Fondazioni politiche
Di contro, però, ecco chi ne gode. A cominciare dalle fondazioni politiche che di sociale, almeno a un primo sguardo, hanno ben poco. Eppure l’associazione Magna Carta di Gaetano Quagliariello, ad esempio, è iscritta al fondo sin dal 2006 e “risulta ammessa al beneficio per tutti gli anni di iscrizione”; stesso discorso anche per Nuova Italia di Gianni Alemanno e Italianieuropei di Massimo D’Alema. Curioso il caso dell’associazione Liberal che, addirittura, “ha presentato domanda di iscrizione al contributo del 5 per mille nella categoria degli enti della ricerca scientifica”.

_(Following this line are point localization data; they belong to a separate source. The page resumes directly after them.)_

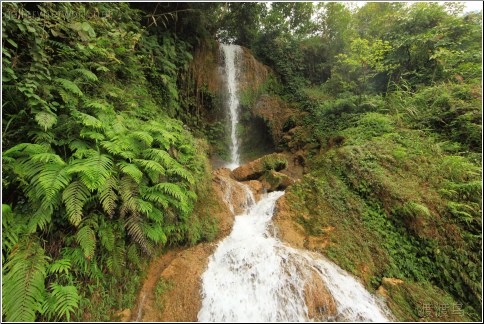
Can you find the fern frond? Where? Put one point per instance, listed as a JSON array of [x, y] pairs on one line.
[[150, 166], [40, 219], [108, 196], [46, 119], [61, 302], [156, 197], [106, 236], [133, 254], [160, 156], [26, 149], [94, 170], [74, 197], [23, 281], [86, 238], [89, 121], [86, 74], [10, 229], [156, 215], [131, 170], [69, 86], [183, 173], [98, 105], [134, 227], [143, 207], [171, 189], [116, 259], [92, 135], [60, 266], [142, 136], [128, 190], [155, 233], [47, 184], [47, 158]]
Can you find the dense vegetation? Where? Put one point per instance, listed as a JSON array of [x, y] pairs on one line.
[[96, 172], [390, 102], [101, 168]]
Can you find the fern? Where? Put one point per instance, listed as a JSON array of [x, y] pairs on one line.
[[135, 228], [116, 259], [60, 266], [40, 219], [133, 255], [156, 196], [108, 196], [150, 166], [46, 119], [69, 86], [131, 170], [89, 121], [87, 240], [181, 172], [94, 170], [48, 183], [145, 137], [106, 236], [92, 135], [10, 229], [171, 189], [61, 302], [74, 197], [86, 74], [23, 281]]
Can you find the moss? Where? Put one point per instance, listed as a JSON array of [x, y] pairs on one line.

Ma tra i beneficiari non ci sono solo fondazioni politiche. Basti pensare alle tante e tante associazioni sportive, a cominciare dalle squadre di calcio. Per il 2011, ad esempio, l’Atletico Caltanissetta ha ricevuto quasi 35 mila euro, la Juventus San Michele di Foggia 17 mila euro, l’US Monteforte 13 mila euro. E poi, ancora, la Società Canottieri Milano (37 mila), il Tennis Club Siracusa (14), la Pallavolo don Bosco di La Spezia (10). Insomma, si ritrovano un po’ tutti ad accedere al fondo. Questo perché per le associazioni e le fondazioni basta semplicemente specificare il settore di attività sociale in cui esse operano. Peccato però che ”non venga richiesta l’esclusività o la prevalenza di queste, nel caso in cui l’ente ne svolga altre”.

I notai
Un altro grave problema sollevato dai magistrati consisterebbe nel fatto che l’attribuzione delle risorse in base alla stretta capacità contributiva fa sì che alcuni enti che possono raccogliere il favore di optanti abbienti ottengano, anche con un basso numero di scelte, somme assai rilevanti. Clamoroso ad esempio il caso della Fondazione Italiana per il Notariato che “con poco più di mille optanti, risulta sempre fra i maggiori beneficiari”: solo nel 2008 ha goduto di un contributo di quasi 800 mila euro. Nonostante i contribuenti fossero solo 1.081.